R comes with a large set of functions and packages. A package is a collection of functions that have been designed for a specific purpose. One of the great advantages of R is that many analysts, scientists, programmers, and users can create their own pacakages and make them available for everybody to use them. R packages can be shared in different ways. The most common way to share a package is to submit it to what is known as CRAN, the Comprehensive R Archive Network.

You can install a package using the install.packages() function. To do this, we recommend that you run this command directly on the console. Do NOT include this command in a code chunk of an Rmd file: you will very likely get an error message when knitting the Rmd file.

To use install.packages() just give it the name of a package, surrounded by qoutes, and R will look for it in CRAN, and if it finds it, R will download it to your computer.

# installing (run this on the console!)
install.packages("knitr")

You can also install a bunch of packages at once:

# run this command on the console!
install.packages(c("readr", "ggplot2"))

Once you installed a package, you can start using its functions by loading the package with the function library(). By the way, when working on an Rmd file that uses functions from a given package, you MUST include a code chunk with the library() command.

# (this command can be included in an Rmd file)
library(knitr)

6.3.1 Slides

6.4 Exercises

Type commands directly on the console pane of RStudio to:

1) Install packages "stringr", "RColorBrewer", and “XML

2) Calculate: \(3x^2 + 4x + 8\) when \(x = 2\)

3) Calculate: \(3x^2 + 4x + 8\) but now with a numeric sequence for \(x\) using x <- -3:3

4) Find out how to look for information about math binary operators like + or ^ (without using ?Arithmetic).

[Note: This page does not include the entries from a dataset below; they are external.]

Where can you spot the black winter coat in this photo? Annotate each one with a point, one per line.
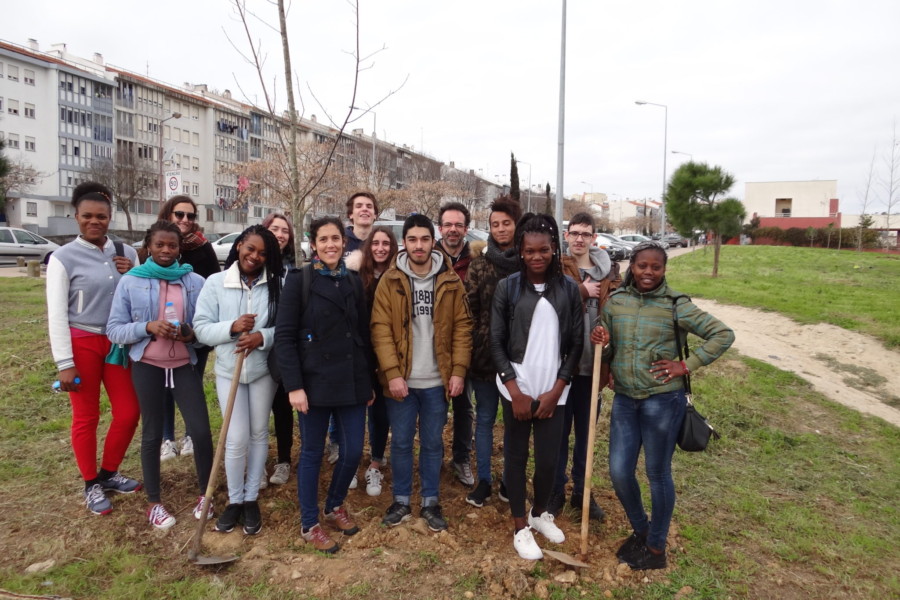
(324, 348)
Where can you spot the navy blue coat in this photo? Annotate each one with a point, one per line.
(323, 348)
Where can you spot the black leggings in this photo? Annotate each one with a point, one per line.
(516, 437)
(284, 424)
(149, 383)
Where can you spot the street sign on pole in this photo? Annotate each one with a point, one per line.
(173, 183)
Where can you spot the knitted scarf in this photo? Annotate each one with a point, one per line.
(505, 261)
(151, 270)
(319, 267)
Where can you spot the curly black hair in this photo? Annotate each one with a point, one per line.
(273, 264)
(539, 223)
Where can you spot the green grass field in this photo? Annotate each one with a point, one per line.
(798, 500)
(856, 291)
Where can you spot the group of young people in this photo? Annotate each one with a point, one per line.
(367, 332)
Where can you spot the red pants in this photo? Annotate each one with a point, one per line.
(90, 360)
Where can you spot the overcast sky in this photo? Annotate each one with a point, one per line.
(769, 90)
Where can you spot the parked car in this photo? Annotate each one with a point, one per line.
(610, 240)
(638, 238)
(16, 242)
(222, 246)
(674, 239)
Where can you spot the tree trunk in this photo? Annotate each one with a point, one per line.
(717, 247)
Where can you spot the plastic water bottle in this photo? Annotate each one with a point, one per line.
(171, 315)
(55, 385)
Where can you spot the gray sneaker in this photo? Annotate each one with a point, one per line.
(96, 500)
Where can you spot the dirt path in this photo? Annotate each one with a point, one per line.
(853, 369)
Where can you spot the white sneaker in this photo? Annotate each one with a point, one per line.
(159, 517)
(332, 453)
(210, 513)
(281, 475)
(167, 451)
(546, 527)
(525, 545)
(373, 481)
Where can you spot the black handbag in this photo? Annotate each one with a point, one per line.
(695, 429)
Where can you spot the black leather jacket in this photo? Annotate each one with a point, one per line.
(509, 333)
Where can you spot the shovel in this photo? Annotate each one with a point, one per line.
(194, 552)
(589, 461)
(562, 557)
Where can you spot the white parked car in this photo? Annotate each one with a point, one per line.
(16, 242)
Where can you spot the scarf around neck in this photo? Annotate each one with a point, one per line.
(320, 268)
(505, 261)
(151, 270)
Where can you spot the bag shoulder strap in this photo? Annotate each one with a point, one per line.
(683, 350)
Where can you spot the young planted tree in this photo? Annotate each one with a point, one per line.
(514, 190)
(694, 201)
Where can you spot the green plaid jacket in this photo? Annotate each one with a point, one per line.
(642, 332)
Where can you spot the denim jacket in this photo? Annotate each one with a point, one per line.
(136, 303)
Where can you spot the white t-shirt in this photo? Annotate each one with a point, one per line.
(537, 372)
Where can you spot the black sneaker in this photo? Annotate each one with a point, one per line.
(252, 518)
(229, 518)
(632, 544)
(502, 492)
(481, 493)
(396, 514)
(642, 559)
(432, 516)
(556, 502)
(595, 513)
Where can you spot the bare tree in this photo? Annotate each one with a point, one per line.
(302, 183)
(892, 179)
(128, 176)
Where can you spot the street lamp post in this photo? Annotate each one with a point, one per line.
(162, 181)
(662, 198)
(529, 181)
(374, 134)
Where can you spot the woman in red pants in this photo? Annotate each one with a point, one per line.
(81, 280)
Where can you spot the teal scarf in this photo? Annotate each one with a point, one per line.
(338, 273)
(151, 270)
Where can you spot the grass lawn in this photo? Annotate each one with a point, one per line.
(798, 500)
(854, 290)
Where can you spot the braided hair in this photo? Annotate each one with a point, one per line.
(273, 264)
(542, 224)
(167, 226)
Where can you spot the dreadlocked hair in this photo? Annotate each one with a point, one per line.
(542, 224)
(167, 226)
(273, 265)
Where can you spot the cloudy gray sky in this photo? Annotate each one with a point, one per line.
(769, 90)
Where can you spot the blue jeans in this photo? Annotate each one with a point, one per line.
(653, 423)
(430, 409)
(487, 400)
(577, 413)
(350, 426)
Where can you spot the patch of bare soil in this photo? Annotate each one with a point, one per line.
(853, 369)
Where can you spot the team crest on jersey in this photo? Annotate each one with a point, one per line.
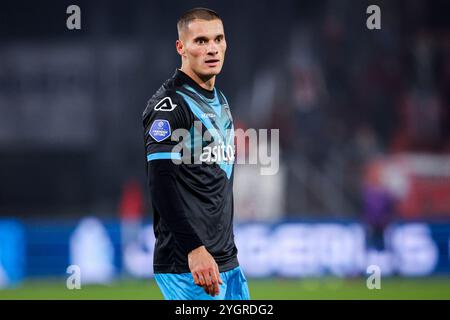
(160, 130)
(165, 104)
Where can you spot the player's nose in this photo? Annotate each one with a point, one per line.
(212, 49)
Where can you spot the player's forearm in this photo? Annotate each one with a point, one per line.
(166, 199)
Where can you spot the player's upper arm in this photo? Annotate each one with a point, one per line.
(162, 117)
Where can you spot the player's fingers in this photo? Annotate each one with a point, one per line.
(215, 282)
(201, 279)
(206, 275)
(218, 275)
(196, 281)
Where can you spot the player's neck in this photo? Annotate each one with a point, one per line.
(207, 83)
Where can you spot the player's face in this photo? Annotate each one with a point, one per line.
(204, 47)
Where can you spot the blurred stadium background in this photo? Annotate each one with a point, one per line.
(364, 119)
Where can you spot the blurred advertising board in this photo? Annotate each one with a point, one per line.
(417, 184)
(12, 252)
(285, 249)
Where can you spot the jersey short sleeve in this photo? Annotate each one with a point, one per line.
(164, 115)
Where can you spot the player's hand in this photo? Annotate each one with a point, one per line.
(205, 271)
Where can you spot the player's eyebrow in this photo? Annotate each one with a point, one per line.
(205, 38)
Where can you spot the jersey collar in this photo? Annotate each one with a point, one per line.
(183, 78)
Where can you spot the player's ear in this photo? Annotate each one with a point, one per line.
(180, 47)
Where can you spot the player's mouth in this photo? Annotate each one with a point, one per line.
(212, 62)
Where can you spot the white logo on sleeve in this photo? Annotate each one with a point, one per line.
(165, 105)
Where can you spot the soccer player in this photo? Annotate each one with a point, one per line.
(192, 194)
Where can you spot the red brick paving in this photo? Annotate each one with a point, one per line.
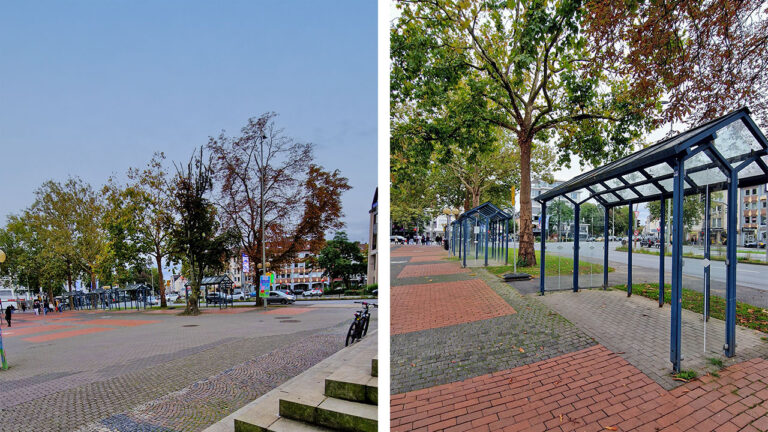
(426, 258)
(67, 334)
(288, 311)
(431, 270)
(120, 323)
(426, 306)
(14, 331)
(592, 390)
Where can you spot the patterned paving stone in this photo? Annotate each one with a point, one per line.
(421, 307)
(591, 389)
(640, 330)
(411, 271)
(443, 355)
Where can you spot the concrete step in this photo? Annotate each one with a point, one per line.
(337, 414)
(263, 414)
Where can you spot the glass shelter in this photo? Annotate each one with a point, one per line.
(724, 154)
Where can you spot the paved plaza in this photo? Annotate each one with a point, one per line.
(592, 361)
(155, 370)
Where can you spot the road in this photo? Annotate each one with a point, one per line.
(750, 275)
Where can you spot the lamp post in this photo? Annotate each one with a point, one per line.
(2, 351)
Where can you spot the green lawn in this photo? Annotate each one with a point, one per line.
(690, 255)
(565, 267)
(747, 315)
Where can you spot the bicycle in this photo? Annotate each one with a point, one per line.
(359, 326)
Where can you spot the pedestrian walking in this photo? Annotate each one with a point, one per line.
(8, 311)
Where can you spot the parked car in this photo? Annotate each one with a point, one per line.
(280, 297)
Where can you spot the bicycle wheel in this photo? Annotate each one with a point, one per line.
(351, 333)
(365, 326)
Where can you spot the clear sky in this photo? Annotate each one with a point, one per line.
(90, 88)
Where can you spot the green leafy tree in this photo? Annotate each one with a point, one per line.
(342, 258)
(196, 236)
(522, 66)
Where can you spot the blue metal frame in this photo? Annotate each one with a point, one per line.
(662, 244)
(605, 249)
(576, 235)
(630, 232)
(707, 223)
(542, 255)
(677, 264)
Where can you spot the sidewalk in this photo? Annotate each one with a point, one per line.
(522, 366)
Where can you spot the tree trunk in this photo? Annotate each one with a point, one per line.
(526, 255)
(161, 290)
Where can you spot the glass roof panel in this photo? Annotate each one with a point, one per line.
(659, 170)
(697, 160)
(751, 170)
(597, 187)
(634, 177)
(735, 139)
(712, 175)
(666, 184)
(648, 189)
(627, 194)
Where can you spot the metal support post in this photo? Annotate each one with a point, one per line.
(542, 254)
(662, 244)
(707, 221)
(630, 231)
(605, 250)
(576, 235)
(730, 267)
(675, 355)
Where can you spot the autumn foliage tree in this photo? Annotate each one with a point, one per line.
(264, 176)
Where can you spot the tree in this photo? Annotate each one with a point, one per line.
(196, 235)
(706, 57)
(527, 69)
(152, 191)
(342, 258)
(271, 193)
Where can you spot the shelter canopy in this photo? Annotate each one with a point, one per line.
(732, 140)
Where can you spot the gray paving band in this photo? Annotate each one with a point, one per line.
(439, 356)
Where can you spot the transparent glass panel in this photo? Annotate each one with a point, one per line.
(648, 189)
(735, 139)
(597, 187)
(627, 194)
(697, 160)
(751, 170)
(712, 175)
(634, 178)
(659, 170)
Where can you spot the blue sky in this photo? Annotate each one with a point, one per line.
(90, 88)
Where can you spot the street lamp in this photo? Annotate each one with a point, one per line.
(2, 352)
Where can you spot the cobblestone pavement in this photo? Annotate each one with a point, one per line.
(116, 380)
(638, 329)
(431, 357)
(588, 390)
(420, 307)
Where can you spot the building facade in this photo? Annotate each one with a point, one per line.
(752, 215)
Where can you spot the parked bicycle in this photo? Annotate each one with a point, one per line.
(359, 326)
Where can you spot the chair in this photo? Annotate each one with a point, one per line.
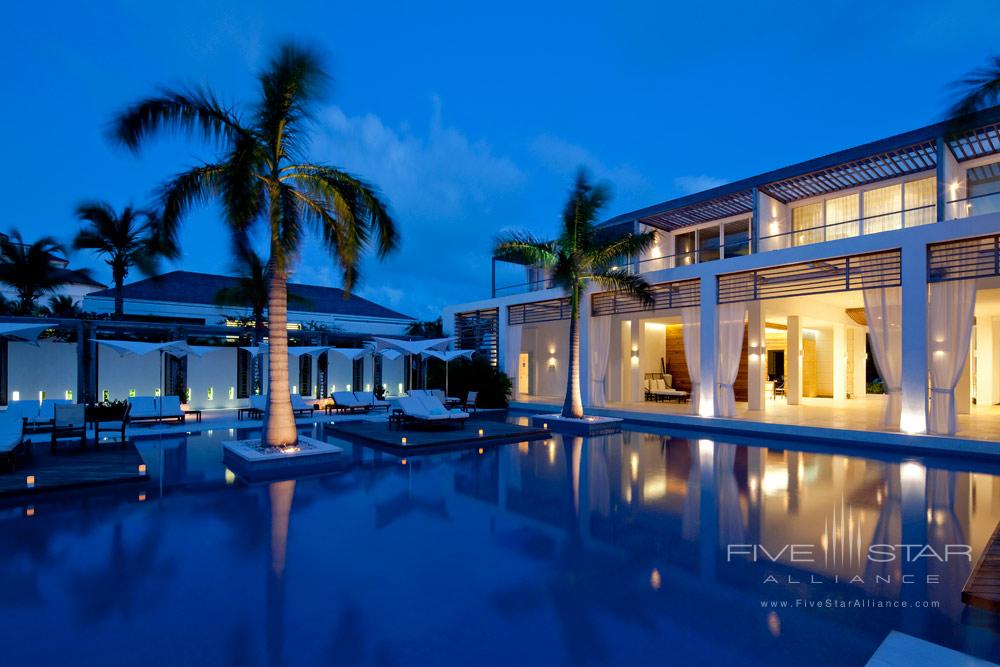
(300, 407)
(69, 421)
(471, 401)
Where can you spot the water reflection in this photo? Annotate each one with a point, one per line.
(563, 551)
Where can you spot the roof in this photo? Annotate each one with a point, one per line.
(201, 288)
(899, 155)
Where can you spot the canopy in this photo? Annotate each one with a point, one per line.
(413, 346)
(350, 352)
(24, 332)
(449, 355)
(178, 348)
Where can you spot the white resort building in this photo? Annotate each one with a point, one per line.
(219, 365)
(781, 298)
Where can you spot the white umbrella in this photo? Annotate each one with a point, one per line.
(446, 356)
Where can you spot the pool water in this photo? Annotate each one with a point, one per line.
(634, 548)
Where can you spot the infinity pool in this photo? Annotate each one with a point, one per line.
(638, 548)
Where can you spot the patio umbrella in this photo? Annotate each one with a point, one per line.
(134, 348)
(446, 356)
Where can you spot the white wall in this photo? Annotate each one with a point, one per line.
(49, 367)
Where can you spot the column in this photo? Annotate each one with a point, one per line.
(709, 348)
(913, 418)
(839, 362)
(793, 359)
(757, 363)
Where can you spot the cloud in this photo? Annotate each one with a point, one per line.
(449, 194)
(691, 184)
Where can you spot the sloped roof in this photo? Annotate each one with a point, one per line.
(201, 288)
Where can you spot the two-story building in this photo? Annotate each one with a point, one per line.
(858, 290)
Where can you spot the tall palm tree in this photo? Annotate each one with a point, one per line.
(31, 270)
(262, 176)
(580, 255)
(123, 239)
(251, 291)
(978, 90)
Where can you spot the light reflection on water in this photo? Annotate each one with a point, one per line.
(560, 551)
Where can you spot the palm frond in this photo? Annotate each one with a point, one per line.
(525, 248)
(195, 111)
(626, 283)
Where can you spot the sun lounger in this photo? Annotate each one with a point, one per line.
(69, 421)
(300, 407)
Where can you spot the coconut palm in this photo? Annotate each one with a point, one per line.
(32, 270)
(582, 254)
(123, 239)
(262, 175)
(250, 291)
(978, 90)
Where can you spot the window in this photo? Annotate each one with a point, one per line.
(708, 244)
(736, 236)
(920, 202)
(684, 247)
(807, 224)
(305, 374)
(883, 208)
(841, 217)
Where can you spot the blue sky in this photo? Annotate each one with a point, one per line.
(472, 117)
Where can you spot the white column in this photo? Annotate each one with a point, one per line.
(963, 392)
(839, 361)
(709, 347)
(913, 418)
(793, 358)
(860, 387)
(757, 363)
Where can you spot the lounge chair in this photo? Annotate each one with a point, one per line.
(300, 407)
(143, 409)
(368, 398)
(471, 401)
(11, 442)
(69, 421)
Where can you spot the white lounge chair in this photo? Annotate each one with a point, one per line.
(144, 409)
(429, 411)
(368, 398)
(345, 401)
(300, 407)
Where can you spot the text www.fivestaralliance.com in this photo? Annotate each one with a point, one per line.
(856, 603)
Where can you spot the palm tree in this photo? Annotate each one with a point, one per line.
(978, 90)
(31, 269)
(124, 239)
(580, 255)
(251, 291)
(262, 175)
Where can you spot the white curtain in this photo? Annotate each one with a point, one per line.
(600, 348)
(691, 331)
(949, 328)
(511, 356)
(731, 321)
(884, 313)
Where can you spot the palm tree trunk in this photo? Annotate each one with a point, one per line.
(279, 422)
(573, 407)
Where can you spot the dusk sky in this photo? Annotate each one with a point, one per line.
(472, 118)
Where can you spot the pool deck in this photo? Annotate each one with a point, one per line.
(983, 587)
(476, 432)
(830, 429)
(70, 467)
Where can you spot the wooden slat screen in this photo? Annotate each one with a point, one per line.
(540, 311)
(962, 260)
(666, 295)
(840, 274)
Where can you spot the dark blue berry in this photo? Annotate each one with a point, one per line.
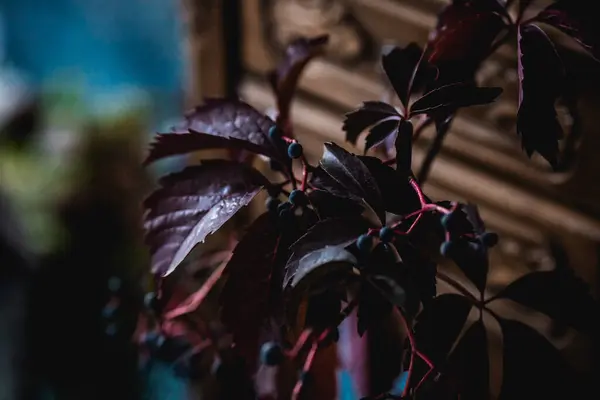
(447, 220)
(295, 150)
(111, 329)
(271, 354)
(275, 165)
(274, 133)
(114, 284)
(109, 310)
(489, 239)
(298, 198)
(305, 377)
(272, 204)
(284, 206)
(365, 243)
(386, 234)
(446, 248)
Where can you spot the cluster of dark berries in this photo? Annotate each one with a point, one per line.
(294, 149)
(486, 239)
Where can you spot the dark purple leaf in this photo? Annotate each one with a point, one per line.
(449, 98)
(353, 175)
(333, 232)
(533, 368)
(463, 38)
(373, 308)
(438, 326)
(245, 295)
(327, 205)
(541, 76)
(192, 204)
(313, 268)
(523, 6)
(472, 258)
(390, 289)
(230, 119)
(285, 77)
(577, 19)
(443, 123)
(559, 294)
(172, 144)
(472, 212)
(379, 132)
(403, 147)
(399, 65)
(421, 269)
(398, 196)
(369, 114)
(469, 363)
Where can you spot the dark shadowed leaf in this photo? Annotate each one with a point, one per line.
(398, 196)
(559, 294)
(472, 259)
(323, 308)
(372, 308)
(399, 65)
(439, 325)
(245, 296)
(379, 132)
(316, 265)
(524, 5)
(327, 205)
(389, 288)
(449, 98)
(403, 147)
(576, 19)
(463, 38)
(333, 232)
(469, 363)
(192, 204)
(172, 144)
(422, 271)
(230, 119)
(541, 75)
(472, 212)
(285, 78)
(353, 175)
(532, 367)
(367, 115)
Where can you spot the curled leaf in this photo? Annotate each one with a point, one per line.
(192, 204)
(349, 172)
(285, 78)
(541, 76)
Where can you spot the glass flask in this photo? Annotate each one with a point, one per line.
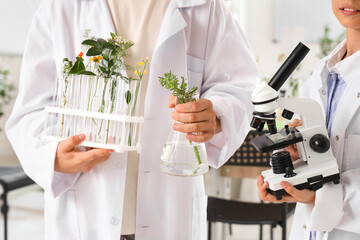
(182, 157)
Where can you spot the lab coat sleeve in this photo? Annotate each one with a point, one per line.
(26, 123)
(336, 206)
(230, 75)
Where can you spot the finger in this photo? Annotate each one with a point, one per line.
(191, 107)
(291, 190)
(203, 137)
(86, 157)
(194, 127)
(97, 161)
(70, 143)
(205, 115)
(260, 181)
(295, 123)
(171, 101)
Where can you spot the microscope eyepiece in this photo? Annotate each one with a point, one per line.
(288, 66)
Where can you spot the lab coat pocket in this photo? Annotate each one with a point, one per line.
(199, 207)
(68, 218)
(352, 152)
(195, 68)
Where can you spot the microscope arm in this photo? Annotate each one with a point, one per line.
(310, 111)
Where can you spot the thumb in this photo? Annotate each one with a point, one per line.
(72, 142)
(291, 190)
(171, 101)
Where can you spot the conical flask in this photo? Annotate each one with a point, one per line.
(182, 157)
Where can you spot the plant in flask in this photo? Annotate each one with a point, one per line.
(109, 58)
(180, 156)
(140, 71)
(94, 87)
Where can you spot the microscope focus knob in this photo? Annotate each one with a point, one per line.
(287, 114)
(319, 143)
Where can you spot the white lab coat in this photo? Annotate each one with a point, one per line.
(199, 36)
(336, 206)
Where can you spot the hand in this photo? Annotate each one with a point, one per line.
(70, 160)
(295, 195)
(199, 116)
(292, 149)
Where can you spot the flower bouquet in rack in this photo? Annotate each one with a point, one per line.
(94, 96)
(180, 156)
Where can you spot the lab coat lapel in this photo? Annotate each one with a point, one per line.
(350, 99)
(347, 106)
(323, 88)
(173, 22)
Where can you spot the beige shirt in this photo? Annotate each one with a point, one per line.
(140, 22)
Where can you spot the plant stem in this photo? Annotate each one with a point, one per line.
(102, 107)
(64, 103)
(197, 154)
(133, 109)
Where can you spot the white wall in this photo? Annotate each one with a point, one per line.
(257, 18)
(13, 64)
(15, 19)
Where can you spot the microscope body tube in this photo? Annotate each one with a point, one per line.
(288, 67)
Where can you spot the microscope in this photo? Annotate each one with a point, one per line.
(317, 164)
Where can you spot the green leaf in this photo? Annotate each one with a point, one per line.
(128, 97)
(111, 63)
(104, 70)
(109, 46)
(91, 42)
(102, 42)
(94, 51)
(105, 56)
(88, 73)
(77, 68)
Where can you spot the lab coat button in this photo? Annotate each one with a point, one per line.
(114, 221)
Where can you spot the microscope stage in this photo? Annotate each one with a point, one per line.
(307, 177)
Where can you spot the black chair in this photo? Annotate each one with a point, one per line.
(11, 178)
(238, 212)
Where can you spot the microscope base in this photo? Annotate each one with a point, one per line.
(320, 180)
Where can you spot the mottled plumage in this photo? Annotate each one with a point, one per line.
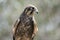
(25, 27)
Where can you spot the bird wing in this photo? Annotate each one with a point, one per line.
(35, 28)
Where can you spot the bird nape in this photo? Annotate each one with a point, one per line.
(25, 27)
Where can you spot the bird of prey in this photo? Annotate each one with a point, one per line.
(25, 27)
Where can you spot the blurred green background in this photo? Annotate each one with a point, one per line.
(48, 19)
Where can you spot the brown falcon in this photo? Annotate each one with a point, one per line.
(25, 27)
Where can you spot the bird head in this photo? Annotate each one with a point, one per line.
(30, 10)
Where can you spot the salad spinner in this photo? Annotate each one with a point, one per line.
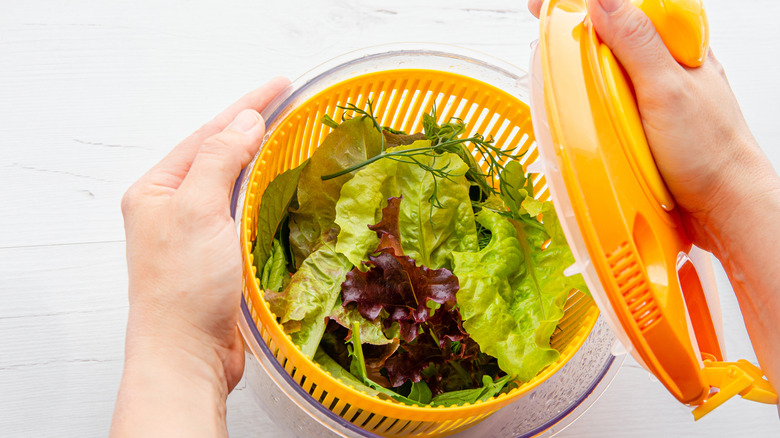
(576, 120)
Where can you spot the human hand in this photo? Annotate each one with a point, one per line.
(698, 136)
(727, 190)
(185, 270)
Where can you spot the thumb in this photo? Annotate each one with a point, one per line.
(222, 156)
(633, 39)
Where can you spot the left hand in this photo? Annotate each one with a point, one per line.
(184, 262)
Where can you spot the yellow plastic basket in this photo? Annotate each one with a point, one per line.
(400, 97)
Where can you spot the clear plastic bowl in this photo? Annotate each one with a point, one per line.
(546, 410)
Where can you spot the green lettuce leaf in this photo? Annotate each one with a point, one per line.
(337, 371)
(489, 389)
(428, 233)
(303, 306)
(420, 392)
(371, 332)
(352, 142)
(273, 209)
(275, 275)
(512, 292)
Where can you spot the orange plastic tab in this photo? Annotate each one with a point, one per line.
(731, 378)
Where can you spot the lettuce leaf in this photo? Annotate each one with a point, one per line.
(303, 306)
(273, 209)
(352, 142)
(337, 371)
(371, 332)
(429, 233)
(512, 292)
(275, 275)
(489, 389)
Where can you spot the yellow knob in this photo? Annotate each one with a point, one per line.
(682, 25)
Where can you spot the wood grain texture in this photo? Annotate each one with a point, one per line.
(94, 93)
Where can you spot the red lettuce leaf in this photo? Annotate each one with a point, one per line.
(398, 286)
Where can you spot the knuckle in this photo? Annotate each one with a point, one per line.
(217, 145)
(130, 201)
(674, 90)
(637, 30)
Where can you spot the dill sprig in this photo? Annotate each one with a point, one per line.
(443, 138)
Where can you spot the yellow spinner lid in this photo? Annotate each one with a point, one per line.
(656, 291)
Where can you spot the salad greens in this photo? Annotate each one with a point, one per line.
(408, 271)
(429, 233)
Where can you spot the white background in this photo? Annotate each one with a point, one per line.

5) In RStudio, one of the panes has tabs Files, Plots, Packages, Help, Viewer.

  1. Find what does the tab Files is good for.
  2. In the tab Files, what happens when you click the button with a House icon?
  3. Find what does the tab Help is good for.
  4. In the tab Help, what happens when you click the button with a House icon?

6) In RStudio, one of the panes has the tabs Environment, History, Connections.

  1. Find what does the tab History is for.
  2. Find what the buttons of the menu bar in tab History are for.
  3. Likewise, what can you say about the tab Environment?

7) When you start a new R session in Rstudio, a message with similar content to the text below appears on the console (the exact content will depend on your R version):

   R version 3.5.1 (2018-07-02) -- "Feather Spray"
   Copyright (C) 2018 The R Foundation for Statistical Computing
   Platform: x86_64-apple-darwin15.6.0 (64-bit)

   R is free software and comes with ABSOLUTELY NO WARRANTY.
   You are welcome to redistribute it under certain conditions.
   Type 'license()' or 'licence()' for distribution details.

     Natural language support but running in an English locale   

   R is a collaborative project with many contributors.
   Type 'contributors()' for more information and
   'citation()' on how to cite R or R packages in publications.

   Type 'demo()' for some demos, 'help()' for on-line help, or
   'help.start()' for an HTML browser interface to help.
   Type 'q()' to quit R.
  1. What happens when you type: license()?

  2. What happens when you type: contributors()?

  3. What happens when you type: citation()?

  4. What happens when you type: demo()?